As part of activities to marking the West Africa Road Safety Organisation (WARSO) day, the National Road Safety Commission has given indication it will lead processing to review the law on the use of motorbikes for commercial purposes, commonly referred to as Okada.
Per the Ghana Road Traffic Regulations Act 2009, the use of motorcycles for commercial purposes is illegal but various interest groups have mounted pressure on governments to legalize the trade all to no avail as yet.
But the commission says it is committed to leading the process that will lead the review of the law that bars the commercial use of motorbikes, possibly making it legal. It is however calling on motorbike riders and all road users to exercise a high sense of discipline on the road because of the alarming statistics on motorbike related accidents.
Following a decision by Driver, Vehicle and Licensing Authority (DVLA) and the Motor Traffic and Transport Department (MTTD) of the Ghana Police Service, to kick against the proposed legalization of “Okada” operations, some ‘okada’ riders had in the past demonstrated to register their concerns.
Deputy Minister of Interior, Henry Quartey in 2017 added his voice to the many calls for a revision of the laws regulating the use of motorcycles for commercial purposes stating that “We would want to humbly plead with your august committee, in your report to see how best we can put some measures in place to ensure that there is a balance between the usage of motorbikes in the country.”
According to the National Safety commission, ‘Okada’ operations in the country is a major issue that the commission will use the West Africa Road Safety Organisation day as an opportunity to address.

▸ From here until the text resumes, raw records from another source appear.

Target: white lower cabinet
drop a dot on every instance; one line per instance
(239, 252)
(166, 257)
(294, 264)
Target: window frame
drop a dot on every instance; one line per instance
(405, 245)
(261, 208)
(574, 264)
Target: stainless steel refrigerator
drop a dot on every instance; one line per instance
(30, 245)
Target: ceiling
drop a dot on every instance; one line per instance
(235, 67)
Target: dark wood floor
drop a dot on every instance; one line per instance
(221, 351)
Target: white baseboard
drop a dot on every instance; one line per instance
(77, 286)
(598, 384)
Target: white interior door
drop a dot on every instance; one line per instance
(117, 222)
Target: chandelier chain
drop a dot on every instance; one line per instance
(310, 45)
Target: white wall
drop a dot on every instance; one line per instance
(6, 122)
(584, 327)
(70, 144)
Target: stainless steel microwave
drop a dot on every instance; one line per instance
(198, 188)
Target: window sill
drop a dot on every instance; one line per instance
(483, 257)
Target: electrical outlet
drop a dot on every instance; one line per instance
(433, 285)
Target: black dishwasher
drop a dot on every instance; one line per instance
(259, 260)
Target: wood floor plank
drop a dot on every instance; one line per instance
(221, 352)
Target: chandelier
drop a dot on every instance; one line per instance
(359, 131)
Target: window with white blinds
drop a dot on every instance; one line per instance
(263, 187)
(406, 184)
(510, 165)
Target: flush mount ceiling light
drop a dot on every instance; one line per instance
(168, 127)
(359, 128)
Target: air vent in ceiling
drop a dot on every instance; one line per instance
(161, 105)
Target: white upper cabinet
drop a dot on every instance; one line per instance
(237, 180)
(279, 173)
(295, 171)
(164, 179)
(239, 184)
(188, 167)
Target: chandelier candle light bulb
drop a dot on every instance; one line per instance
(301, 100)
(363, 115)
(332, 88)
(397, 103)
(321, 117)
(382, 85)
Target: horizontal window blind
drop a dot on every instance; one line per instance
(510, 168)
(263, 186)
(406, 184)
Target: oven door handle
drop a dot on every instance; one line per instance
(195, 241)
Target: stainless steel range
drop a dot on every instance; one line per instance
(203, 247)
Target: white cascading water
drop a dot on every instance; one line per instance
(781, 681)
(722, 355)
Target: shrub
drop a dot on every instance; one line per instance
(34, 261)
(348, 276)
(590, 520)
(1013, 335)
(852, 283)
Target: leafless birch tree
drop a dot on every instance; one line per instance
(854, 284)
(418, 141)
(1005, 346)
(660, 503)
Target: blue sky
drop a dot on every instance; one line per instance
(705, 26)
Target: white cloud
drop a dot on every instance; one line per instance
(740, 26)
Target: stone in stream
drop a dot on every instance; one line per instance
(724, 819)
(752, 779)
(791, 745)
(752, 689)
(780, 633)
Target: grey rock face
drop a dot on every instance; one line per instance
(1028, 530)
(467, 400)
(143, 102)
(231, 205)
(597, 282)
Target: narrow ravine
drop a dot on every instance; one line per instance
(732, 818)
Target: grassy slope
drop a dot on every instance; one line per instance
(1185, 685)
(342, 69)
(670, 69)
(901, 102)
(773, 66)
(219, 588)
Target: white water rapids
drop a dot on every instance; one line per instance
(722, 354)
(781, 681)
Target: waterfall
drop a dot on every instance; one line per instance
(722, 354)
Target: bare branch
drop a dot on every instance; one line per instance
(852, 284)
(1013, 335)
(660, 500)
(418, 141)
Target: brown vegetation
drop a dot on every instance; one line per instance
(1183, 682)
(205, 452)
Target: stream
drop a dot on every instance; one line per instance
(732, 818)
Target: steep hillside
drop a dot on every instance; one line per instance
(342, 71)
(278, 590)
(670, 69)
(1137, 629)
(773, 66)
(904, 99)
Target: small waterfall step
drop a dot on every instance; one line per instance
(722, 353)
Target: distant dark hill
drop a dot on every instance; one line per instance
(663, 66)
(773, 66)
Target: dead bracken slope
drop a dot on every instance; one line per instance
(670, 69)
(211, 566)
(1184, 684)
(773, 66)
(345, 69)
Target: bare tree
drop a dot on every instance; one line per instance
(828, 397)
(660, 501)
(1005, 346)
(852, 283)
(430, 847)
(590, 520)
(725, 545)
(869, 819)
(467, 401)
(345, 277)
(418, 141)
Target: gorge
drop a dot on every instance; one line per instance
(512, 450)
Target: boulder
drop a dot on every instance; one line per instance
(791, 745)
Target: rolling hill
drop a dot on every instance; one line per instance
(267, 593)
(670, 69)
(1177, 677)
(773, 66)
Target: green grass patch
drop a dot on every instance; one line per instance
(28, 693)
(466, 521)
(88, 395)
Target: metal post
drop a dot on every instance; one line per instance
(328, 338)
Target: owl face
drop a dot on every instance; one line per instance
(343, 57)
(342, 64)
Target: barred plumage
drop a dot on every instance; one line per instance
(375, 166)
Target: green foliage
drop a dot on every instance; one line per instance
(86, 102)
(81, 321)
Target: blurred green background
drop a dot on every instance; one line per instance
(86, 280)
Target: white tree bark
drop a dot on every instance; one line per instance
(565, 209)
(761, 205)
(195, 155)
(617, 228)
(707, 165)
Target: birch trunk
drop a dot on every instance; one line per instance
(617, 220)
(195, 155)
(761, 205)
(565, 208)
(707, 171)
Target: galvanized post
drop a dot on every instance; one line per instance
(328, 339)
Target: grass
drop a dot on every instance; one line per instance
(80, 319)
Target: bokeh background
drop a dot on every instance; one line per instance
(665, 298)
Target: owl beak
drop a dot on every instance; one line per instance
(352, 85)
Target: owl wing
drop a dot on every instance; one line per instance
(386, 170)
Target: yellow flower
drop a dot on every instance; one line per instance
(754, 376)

Executive Director of the commission, lng. (Mrs.) May Obiri-Yeboah said, “It has been ten good years of knowledge transfer and partnerships that have benefitted our region. During the period we have worked together to promote the use of retro-reflective tapes for some classes of vehicles to improve vehicle conspicuity and also reflect on the consequences for using motorcycles for commercial purposes in the sub-region. With the benefit of these learnings, we are poised to confront the ‘Okada’ issue as they have become a major road safety concern”.
This year’s observation of the day will be a decade since its existence and it’s themed “”WARSO in the Last Ten Years: the Journey So Far’.
The West African Road Safety Organization was established on May 8, 2008 under the auspices of the Economic Community of West African States (ECOWAS). Its mandate is to promote safe road transport in the sub-region through knowledge and experience sharing among member countries. It has since observed May 8 each year as the WARSO day to help raise and increase awareness of road safety issues in the sub-region.
This year member states will seize the opportunity to reflect on the theme and discuss key challenges affecting safe road transport systems in the sub-region.